Of course, some will suggest that we scrap the Second Amendment entirely with nothing left in its place. Whatever one may think as to the desirability of guns, the reality is such that the right to keep and bear arms is going nowhere anytime soon. Americans are closely divided over whether gun control laws violate the Second Amendment. That is not to mention the overwhelming support Americans have for the Second Amendment itself. Additionally, according to a Gallup poll, 43% of Americans have at least one firearm on their property. This is not to even mention the incredible difficulty in amending the constitution; it requires two thirds of both houses of congress and three quarters of the state legislatures to accede to the proposed amendment. One must politically sober whatever hopes one has of wishing the Second Amendment away.

Perhaps the solution to the United States’ complex relationship with the Second Amendment – its text, history, and political ramifications – is to repeal the Second Amendment and replace it with a new, different constitutional provision. Without more, this suggestion merely directs us to a new set of questions: What will this constitutional provision look like? Wouldn’t the debate over this new constitutional provision simply be an aggrandizement of the current gun control debates in the United States? And what about this provision will ensure its passage through the crucible of amendment ratification?

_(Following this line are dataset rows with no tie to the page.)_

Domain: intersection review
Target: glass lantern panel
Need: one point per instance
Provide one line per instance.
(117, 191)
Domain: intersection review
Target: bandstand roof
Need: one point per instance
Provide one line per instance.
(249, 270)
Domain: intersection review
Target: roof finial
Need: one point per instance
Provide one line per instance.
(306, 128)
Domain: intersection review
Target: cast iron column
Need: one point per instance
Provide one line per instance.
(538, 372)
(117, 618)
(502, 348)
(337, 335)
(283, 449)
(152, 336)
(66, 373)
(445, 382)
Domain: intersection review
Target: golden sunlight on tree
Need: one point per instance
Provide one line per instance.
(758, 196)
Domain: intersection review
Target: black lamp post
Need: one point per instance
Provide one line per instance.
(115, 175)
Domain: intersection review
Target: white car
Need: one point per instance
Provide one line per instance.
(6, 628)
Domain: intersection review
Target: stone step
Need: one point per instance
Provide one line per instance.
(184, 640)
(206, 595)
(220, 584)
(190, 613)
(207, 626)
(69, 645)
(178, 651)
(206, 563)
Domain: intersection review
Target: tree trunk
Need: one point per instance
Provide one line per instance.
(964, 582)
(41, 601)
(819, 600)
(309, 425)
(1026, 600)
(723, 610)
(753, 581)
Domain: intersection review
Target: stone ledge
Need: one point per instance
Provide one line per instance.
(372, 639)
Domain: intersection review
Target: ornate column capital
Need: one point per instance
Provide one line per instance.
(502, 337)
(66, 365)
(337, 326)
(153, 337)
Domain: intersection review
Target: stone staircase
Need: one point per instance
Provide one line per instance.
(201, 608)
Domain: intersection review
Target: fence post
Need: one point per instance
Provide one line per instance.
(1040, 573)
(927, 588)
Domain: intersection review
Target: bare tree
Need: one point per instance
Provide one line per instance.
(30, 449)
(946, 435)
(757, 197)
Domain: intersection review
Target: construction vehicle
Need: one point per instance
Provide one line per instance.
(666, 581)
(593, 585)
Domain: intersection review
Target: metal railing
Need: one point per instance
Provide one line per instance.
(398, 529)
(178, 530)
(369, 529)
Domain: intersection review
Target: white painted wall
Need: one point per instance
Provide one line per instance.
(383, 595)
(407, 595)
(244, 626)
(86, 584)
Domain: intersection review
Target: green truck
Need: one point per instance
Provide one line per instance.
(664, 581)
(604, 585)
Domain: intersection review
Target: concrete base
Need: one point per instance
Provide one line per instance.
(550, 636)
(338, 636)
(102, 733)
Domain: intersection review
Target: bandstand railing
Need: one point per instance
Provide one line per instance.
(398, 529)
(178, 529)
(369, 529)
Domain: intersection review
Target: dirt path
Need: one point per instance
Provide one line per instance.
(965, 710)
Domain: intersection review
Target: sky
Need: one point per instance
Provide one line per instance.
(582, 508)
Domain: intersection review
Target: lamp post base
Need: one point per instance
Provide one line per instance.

This new provision should not necessarily settle all of these questions and the future of gun control. But what it should do is facilitate those conversations by providing both sides with genuine, constitutional authority for their claims. We have, in fact, already seen examples of this on the state level. For example, Article I, § 6 of the Utah constitution of 1895 states, “The individual right of the people to keep and bear arms for security and defense of self, family, others, property, or the state, as well as for other lawful purposes shall not be infringed; but nothing herein shall prevent the Legislature from defining the lawful use of arms.” Notice that the provision contains a crisp, clear protection of the individual right to keep and bear arms for self-defense. Also notice the provision’s clarity in enshrining the legislature’s right to regulate the proper use of arms. What’s clear is that both sides of the gun control debate have strong grounding in the constitutional text. With that, gun control advocates can clearly point to the text that allows them to regulate guns, while gun rights advocates can point to the text so as to ensure that those gun control efforts do not reach too far. With this, a healthier debate over gun control can ensue – one that provides the necessary security and legitimacy for both gun control and gun rights advocates presenting their claims in the debate.

This nation’s debate over gun control is not another surface policy preference or issue. It is constitution deep; its origins lie in the document that shapes this nation’s politics. Nothing short of constitutional change, then, can provide the proper remedy.